The Persistence of Global Imbalances
When the world's leading central bankers gathered at their annual meeting in Jackson Hole, Wyoming, the main focus of discussion was global trade and imbalances. And here, the old adage applies: the more things change, the more they stay the same.
JACKSON HOLE, WYOMING – The primary focus of this year’s Federal Reserve Bank of Kansas City symposium in Jackson Hole, Wyoming, which convenes the world’s leading central bankers, was not explicitly monetary policy. Fed Chair Janet Yellen’s opening remarks emphasized the changes in regulatory policy that followed the 2008 global financial crisis, while European Central Bank President Mario Draghi’s luncheon address dwelled on the need for continued reforms in Europe to sustain the eurozone’s recent economic recovery.

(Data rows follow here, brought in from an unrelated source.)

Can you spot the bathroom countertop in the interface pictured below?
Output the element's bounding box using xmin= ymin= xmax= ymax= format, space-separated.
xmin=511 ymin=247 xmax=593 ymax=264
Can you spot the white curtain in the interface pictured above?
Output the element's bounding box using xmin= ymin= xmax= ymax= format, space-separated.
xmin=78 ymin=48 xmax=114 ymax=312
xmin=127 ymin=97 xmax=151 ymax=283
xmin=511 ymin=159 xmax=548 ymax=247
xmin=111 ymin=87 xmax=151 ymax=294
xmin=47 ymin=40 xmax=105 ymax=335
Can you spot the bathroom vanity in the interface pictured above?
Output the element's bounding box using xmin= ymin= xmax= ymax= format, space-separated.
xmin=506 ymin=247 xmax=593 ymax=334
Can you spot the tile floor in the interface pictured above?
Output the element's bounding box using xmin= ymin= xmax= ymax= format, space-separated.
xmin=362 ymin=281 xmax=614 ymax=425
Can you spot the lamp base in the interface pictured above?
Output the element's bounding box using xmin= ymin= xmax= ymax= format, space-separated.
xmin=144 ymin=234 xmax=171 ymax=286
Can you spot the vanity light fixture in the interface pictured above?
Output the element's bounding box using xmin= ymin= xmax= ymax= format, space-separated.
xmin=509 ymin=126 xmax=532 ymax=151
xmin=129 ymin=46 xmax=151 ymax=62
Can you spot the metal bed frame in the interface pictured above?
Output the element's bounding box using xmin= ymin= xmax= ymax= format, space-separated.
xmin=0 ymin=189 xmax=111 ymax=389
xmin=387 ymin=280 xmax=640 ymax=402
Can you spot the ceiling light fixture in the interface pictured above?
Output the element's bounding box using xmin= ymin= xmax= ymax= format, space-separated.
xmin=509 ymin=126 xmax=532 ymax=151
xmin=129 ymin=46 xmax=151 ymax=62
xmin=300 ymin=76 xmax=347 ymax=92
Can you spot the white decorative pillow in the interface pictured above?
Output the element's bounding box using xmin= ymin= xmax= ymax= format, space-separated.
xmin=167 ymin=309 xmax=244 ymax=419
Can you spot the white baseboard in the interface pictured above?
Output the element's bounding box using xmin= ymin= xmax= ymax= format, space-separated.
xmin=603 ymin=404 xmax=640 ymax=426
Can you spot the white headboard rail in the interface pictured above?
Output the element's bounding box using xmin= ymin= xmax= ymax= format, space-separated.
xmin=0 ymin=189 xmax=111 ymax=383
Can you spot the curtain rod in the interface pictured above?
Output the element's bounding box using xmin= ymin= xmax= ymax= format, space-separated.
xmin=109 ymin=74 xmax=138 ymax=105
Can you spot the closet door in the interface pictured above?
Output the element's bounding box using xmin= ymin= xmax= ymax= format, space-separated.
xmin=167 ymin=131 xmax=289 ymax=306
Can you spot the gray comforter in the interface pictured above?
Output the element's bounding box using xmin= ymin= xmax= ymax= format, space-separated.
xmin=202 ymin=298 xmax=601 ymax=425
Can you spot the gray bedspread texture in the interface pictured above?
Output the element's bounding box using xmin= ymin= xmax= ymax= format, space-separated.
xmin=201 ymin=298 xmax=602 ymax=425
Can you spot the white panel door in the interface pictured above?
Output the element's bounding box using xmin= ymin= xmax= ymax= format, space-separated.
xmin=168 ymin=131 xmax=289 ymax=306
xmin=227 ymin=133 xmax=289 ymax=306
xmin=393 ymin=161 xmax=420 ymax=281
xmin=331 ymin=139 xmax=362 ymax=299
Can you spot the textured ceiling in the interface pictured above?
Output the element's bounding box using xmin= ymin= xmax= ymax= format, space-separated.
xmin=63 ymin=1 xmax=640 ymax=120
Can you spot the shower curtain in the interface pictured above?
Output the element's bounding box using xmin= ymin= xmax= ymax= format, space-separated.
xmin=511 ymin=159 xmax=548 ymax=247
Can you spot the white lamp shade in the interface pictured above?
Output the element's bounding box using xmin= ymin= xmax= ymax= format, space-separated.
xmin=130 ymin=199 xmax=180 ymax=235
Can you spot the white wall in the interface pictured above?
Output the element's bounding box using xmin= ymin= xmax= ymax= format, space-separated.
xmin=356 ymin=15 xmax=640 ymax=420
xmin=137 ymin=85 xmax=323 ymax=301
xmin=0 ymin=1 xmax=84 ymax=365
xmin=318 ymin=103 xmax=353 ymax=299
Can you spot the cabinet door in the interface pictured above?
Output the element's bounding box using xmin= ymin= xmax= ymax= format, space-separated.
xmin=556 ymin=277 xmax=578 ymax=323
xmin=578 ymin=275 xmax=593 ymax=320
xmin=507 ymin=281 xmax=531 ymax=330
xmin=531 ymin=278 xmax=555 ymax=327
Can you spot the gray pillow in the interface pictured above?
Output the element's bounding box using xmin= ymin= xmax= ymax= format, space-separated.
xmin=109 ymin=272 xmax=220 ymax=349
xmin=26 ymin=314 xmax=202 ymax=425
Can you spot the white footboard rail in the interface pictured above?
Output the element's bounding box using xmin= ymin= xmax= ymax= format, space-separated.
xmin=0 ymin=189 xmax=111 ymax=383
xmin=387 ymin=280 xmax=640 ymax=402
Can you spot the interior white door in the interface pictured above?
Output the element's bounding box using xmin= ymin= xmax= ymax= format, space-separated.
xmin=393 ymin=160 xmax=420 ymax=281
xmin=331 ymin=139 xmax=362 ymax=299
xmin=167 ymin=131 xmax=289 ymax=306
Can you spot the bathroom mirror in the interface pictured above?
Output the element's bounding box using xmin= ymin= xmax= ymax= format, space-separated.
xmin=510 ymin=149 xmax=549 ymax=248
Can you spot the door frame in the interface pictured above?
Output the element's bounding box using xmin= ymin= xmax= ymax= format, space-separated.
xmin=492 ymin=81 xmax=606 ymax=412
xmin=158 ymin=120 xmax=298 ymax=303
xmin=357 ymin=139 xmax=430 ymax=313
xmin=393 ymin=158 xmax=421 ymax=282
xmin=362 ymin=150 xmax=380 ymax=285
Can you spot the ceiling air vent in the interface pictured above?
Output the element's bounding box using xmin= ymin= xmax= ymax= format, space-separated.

But it was global trade and finance – the key forces shaping the economic outlook and financial market conditions with which central bankers grapple – that took center stage. On the effects of the globalization of trade in goods and services, the discussion emphasized the costs to domestic employment, wages, and inequality. On the finance side, international capital flows and global imbalances were the primary focus.
And here, the old adage applies: the more things change, the more they stay the same. For most of the last four decades, the United States has been a net importer of capital from the rest of the world.